According to OFAC, Gracetown continued processing these payments despite receiving prior notice that such transactions were prohibited. The total value of the payments was $31,250.
In its complaint for declaratory and injunctive relief, Gracetown challenged both the amount and process behind OFAC’s enforcement actions. The company argued that OFAC’s $7.1 million penalty is “grossly disproportionate” under the Excessive Fines Clause of the Eighth Amendment to the Constitution, given that the underlying transactions involved “inadvertent acceptance of small-value loan payments” totaling only $31,250 during the relevant time period.
Gracetown further asserted that its conduct was inadvertent and non-egregious: “The violations stemmed from a ‘negligent administrative oversight,’ rather than from an intent to evade U.S. sanctions,” it stated in court filings. The company emphasized its status as a first-time offender and said there was no evidence of any attempt to back-channel payments for Deripaska’s benefit. It described OFAC’s claims otherwise as “baseless.”
Another key point in Gracetown’s legal argument concerns mitigation credit for voluntary disclosure and cooperation with authorities. The company claimed it voluntarily disclosed “complete information” regarding these transactions to OFAC in January 2022—almost two years after the last alleged violation—and entered into a tolling agreement during OFAC’s investigation. According to Gracetown: “OFAC’s understanding of the alleged violations was materially shaped and advanced by [its] disclosure,” providing substantial mitigating value that OFAC denied.

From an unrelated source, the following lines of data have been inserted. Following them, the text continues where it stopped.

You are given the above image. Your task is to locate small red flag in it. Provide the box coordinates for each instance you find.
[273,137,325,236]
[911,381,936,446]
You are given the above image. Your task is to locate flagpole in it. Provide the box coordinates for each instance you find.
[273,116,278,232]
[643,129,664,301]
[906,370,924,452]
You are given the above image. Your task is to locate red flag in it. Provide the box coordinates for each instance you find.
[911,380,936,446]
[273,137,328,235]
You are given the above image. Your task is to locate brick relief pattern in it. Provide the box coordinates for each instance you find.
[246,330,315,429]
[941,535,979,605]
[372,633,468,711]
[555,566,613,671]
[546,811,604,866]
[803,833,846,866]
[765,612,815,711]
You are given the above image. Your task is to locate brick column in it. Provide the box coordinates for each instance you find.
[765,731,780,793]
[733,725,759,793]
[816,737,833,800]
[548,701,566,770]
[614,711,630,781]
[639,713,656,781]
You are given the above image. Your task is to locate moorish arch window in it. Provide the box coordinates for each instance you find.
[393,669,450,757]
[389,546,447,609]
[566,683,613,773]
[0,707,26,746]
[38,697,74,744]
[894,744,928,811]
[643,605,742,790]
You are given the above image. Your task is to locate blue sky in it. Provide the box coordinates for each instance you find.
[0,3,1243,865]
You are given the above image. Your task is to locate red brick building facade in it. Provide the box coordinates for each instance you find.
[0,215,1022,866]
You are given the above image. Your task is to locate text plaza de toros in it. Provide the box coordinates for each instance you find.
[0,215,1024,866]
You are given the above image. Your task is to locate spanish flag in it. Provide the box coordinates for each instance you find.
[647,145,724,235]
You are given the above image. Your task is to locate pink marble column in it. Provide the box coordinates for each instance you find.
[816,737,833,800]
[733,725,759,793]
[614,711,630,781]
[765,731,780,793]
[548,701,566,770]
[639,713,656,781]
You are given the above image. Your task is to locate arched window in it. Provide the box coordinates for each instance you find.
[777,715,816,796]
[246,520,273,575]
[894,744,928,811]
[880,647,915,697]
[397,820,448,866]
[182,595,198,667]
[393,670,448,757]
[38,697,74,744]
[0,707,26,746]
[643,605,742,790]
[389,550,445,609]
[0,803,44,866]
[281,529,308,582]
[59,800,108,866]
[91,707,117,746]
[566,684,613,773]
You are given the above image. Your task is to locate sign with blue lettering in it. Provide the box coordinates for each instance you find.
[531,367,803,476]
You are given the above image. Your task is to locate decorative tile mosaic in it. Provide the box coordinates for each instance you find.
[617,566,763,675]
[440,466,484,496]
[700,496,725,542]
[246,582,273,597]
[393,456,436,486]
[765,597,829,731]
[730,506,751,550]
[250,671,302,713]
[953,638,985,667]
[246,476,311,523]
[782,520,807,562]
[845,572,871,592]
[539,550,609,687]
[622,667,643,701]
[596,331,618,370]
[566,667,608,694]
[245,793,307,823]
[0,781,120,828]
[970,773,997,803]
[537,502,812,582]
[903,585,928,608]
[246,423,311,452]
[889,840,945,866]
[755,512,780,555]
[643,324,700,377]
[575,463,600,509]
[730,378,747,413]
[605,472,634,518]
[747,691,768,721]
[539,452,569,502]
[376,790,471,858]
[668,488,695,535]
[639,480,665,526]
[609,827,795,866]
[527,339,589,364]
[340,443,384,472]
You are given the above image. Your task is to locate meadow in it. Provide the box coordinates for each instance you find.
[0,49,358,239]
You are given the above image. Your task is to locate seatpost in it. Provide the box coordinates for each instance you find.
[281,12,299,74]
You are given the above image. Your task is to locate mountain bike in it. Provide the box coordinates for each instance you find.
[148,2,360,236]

The lawsuit also raises several constitutional challenges:
– Due Process: Gracetown argued that OFAC’s enforcement process under Ukraine-/Russia-Related Sanctions Regulations lacks impartial adjudication compared with other programs where hearings are held before an Administrative Law Judge.
– Equal Protection: As a U.S.-based company with Russian ownership ties, Gracetown alleged discriminatory treatment based on national origin or affiliation, noting similarly situated non-Russian-affiliated entities received mitigation credit.
– Excessive Fines: Reiterating its earlier claim about proportionality, Gracetown said the penalty—more than 200 times greater than the transaction value—violates constitutional protections against excessive fines.
– Right to Jury Trial: Citing SEC v. Jarkesy (603 U.S. 109 [2024]), Gracetown contended punitive civil penalties like this require jury trial rights under Article III courts per the Seventh Amendment.
The court will now consider whether OFAC’s penalty was arbitrary or capricious under federal law and if constitutional safeguards apply when civil sanctions are imposed in similar contexts.
A decision favoring Gracetown could affect future enforcement practices at OFAC and may lead to new procedural requirements.